A practical use of the RDF model

Every time I hear about an RDF-based web idea, I always check it out to see if it makes intuitive sense to a casual observer. And, so far, I haven’t found any. The problem is that RDF is this huge abstract thing, and there’s a lot of AI resear…ehrm… semantic web work associated with it.

If you remember in the first article in this series, RDF and the related “semantic web effort” is fairly verbose XML standard with several textual alternates to encode a single thing:

Subject -- Verb --> object

and then be able to ”reason” around a collection of those sets electronically. Because there’s three things here, they call them a “triple”.

The problem is, most of these things are sufficiently vague that your average disinterested casual observer isn’t going to care. How can I fill these pieces with values that actually makes somebody able to do something useful?

I tend to believe that various simplifications of RDF-like models can work well. For example, take flickr. The subject is the image, the verb is “has the tag”, and the object is whatever tag. Write code around that notion, shake, mix well, and you have a flower, kitten, and boobie picture publishing behemoth. The blessing and curse of the flickr model is that it works just well enough to be a popular and useful idea, but you end up with tricky holes in the model.

It’s pretty clear that if our human language lacked the ability to add words between the subject and object, a lot of ideas would be hard to express — it’s very good that I can differentiate between a person who has a donkey and a person who is an ass. With the trick, of course, being that you need to make it just comfortable enough that people use it.

The closest implementation I’ve seen so far didn’t actually use any RDF. It just gave you a section of “metadata” that was of the form “Verb:Subject = Object”.. the same idea as Machine Tags.

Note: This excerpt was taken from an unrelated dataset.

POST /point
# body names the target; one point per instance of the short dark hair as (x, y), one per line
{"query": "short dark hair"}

I’ve been thinking about this, because I’d like to add a lot of fairly practical pieces of information to the engine in such a way that is generalizable for future functionality, yet not too much of an obstruction to getting things done for a recreational project.

My first thought is that it’s actually a useful abstraction to add some notion of verbs, largely because this means I can share code. For example, let’s take a made-up blog posting and it’s metainformation:

Title: Things I found in my junk drawer that scare me Author: Me Posted: 2008-08-08 08:08:08 Modified: 2008-08-08 08:08:08 Tags: junkdrawer, funnystuff Access control: I can modify it, anybody can view it, authenticated users can comment Links: www.xkcd.com, another blog post

I could tell you about the time that I was chatting with a buddy on the phone and he realized that he was storing Naplam under his bed, but I won’t. Instead, let’s break things down into RDF-like data:

Page - has title -> Things I found in my junk drawer that scare me Page - has author -> Me Page - was posted -> 2008-08-08 08:08:08 Page - was modified -> 2008-08-08 08:08:08 Page - has tag -> junkdrawer Page - has tag -> funnystuff Page - can be modified by -> me Page - can be viewed by -> anybody Page - can be commented on by -> authenticated users Page - links to -> www.xkcd.com Page - links to -> another blog post

The most singularly useful feature that we want to enable is making faceted queries easier. For example, say you have a blog with tags, you might be able to search for articles with the tag “junkdrawer” or for articles posted in Aug 2008, but not all of them will let you search for articles with the tag “junkdrawer” posted in Aug 2008. Most sites with tags force you to do only one search at a time. So, assuming that my arguments don’t fall apart in the end, let’s call the ability to store these “triples” and build queries on them a useful feature.

Now, this is not trivial. You need to figure out how to encode the “verbs” and “objects” in a useful way so that the date is more than just a string.

There’s more. Let’s say I write up a page that lets me type in the context of the blog post in one box and then add any metainformation to the other box. Clearly, this will not work, because I’m probably not going to bother going through my post after I’m done to find the links. I just want to type in my post, maybe add a title and some tags, and get on with my life.

So, clearly, if you are going to use the notion of triples, you need some way to automatically generate them in many cases and properly maintain them. This has to be bulletproof. If I edit the article and remove the XKCD link, it needs to make that reflect the dropped link. If I delete the article, you don’t want the extra triples hanging around.

Oh, and let’s talk about the access control. Do you really want to deal with tagging each individual page on the site with the access rights? Some of the metainformation elements will apply to a group of overall statements.

So, we just reached the important question.. is all of this crap really worth it?

Well, clearly even if I implement the access control system without using a universal concept of triples, I’m going to have to deal with that case. Likewise, if I want to track links, I’m going to end up needing to cache those values. So most of these sticky problems need to be solved anyway.

I’m carefully avoiding any semblance of RDF or even any of the non-XML ways to represent RDF. There’s a bunch of extra stuff necessary to describe all of the parameters in a totally unambiguous way. RDF/OWL/etc. will be able to express a bunch of stuff that my model won’t, and it’ll be able to reason around them in funky ways. I don’t care! If you want to hook this up to a triple store, you should be able to generate RDF out of the less-flexible structure with not much extra effort.